“Oprah for president!” some women are shouting.
Empowerment guru Oprah Winfrey is a national treasure — and seems smart enough to remain one. (Presidents don’t get much “national treasure” adulation.)
Want real political empowerment, ladies? Do it yourself. Oprah would approve.
American women have been exceedingly slow to grasp that to get more female-friendly governance, females have to govern.
Yes, more women locally have been putting on their big girl pants and governing. But only 21 percent of our 535-member Congress, the nation’s most consequential lawmaking venue, is female. That’s 105 female lawmakers among 430 males.
Such numbers do not add up to much of anything for women and their families. This sad fact finally seems to have registered, given the record number of women now running for Congress nationwide.
Thank our president and the Congressional Republican lawmaking patriarchy for this unprecedented female reach for power. The White House and Congress have taken inordinate pains to demonstrate that female and family-friendly governance is not the business they’re in.
Why? Let’s be ladylike. Let’s just say it would cost money. This GOP patriarchy has other priorities, other plans for funds that could be better spent improving lives of women and their families.
Let’s not state the obvious: this patriarchy serves other masters.
How do you change a culture that shrugs off women’s concerns? Not rocket science. One nation managed to do it four decades ago.
There’s a reason Norwegian (them again!) working women have one year of fully paid maternity leave. That fathers can choose to be paid their full salary to stay home with the baby while the mother works. That child care is taxpayer subsidized from age 1. That women commonly hold top government (but few top corporate) jobs.
That reason isn’t just that Norwegians are filthy rich (oil) and prioritize children.
It’s because voters elected a female prime minister, Gro Harlem Brundtland, a physician who made worldwide news in the 1980s when she put eight women in her 18-member cabinet.
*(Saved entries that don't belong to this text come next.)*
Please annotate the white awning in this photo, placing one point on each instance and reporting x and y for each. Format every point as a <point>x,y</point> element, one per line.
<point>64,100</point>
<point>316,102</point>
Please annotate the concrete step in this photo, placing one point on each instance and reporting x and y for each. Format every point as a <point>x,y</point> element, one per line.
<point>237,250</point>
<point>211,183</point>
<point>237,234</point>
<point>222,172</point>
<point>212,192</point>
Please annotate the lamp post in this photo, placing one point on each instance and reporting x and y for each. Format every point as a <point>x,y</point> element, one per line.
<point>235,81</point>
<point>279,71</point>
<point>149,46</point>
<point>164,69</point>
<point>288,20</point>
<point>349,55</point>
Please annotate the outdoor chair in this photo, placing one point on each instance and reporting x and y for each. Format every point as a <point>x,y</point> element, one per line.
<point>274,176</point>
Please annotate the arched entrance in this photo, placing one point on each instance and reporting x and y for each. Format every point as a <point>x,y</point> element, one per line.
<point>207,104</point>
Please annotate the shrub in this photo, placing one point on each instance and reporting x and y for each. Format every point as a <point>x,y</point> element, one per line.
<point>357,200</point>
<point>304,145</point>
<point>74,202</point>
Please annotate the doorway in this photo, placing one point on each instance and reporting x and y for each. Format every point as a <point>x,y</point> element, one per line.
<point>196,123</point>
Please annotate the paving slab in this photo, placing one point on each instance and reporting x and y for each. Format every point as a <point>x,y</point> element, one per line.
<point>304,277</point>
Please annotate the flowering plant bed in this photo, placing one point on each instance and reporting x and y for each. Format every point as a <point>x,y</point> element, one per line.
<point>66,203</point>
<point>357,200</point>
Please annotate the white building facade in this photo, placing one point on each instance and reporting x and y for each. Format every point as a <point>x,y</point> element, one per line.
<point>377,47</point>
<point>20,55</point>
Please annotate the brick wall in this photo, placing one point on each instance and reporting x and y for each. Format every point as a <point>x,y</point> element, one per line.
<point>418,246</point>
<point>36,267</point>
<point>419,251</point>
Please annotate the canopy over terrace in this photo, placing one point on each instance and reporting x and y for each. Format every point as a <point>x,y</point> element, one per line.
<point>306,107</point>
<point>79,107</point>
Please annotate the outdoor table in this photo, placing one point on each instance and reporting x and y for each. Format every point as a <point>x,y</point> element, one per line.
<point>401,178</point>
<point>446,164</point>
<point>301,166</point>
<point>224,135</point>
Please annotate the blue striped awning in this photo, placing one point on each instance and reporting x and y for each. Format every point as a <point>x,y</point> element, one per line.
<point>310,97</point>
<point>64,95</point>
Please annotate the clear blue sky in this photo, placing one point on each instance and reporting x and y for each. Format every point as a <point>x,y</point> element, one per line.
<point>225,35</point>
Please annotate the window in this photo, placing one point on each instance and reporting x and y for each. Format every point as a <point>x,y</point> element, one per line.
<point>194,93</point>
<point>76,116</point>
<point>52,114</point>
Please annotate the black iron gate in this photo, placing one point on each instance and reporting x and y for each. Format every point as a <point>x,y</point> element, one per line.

This was the highest number of females ever to govern anywhere. Knocking down that cabinet door was the breakthrough that shifted a fairer share of political power from Norwegian males to females.
Today, 41 percent of the Norwegian parliament is female. So is the current prime minister and the leaders of the other two parties that make up Norway’s … ahem … conservative governing coalition. Norwegian females lead top ministries such as defense and finance. Slates of candidates proposed by political parties for election reflect a proportionate share of the female population.
The deciders
So, as is the case throughout Scandinavia, Norwegian women are deciders. When agendas are set, when laws of the land are written, they’re at the table.
Unsurprisingly, Norway is rated a top country in which to be a woman or child, the United Nations repeatedly rates it the world’s best place to live, and Norwegians report themselves as among the happiest in the world.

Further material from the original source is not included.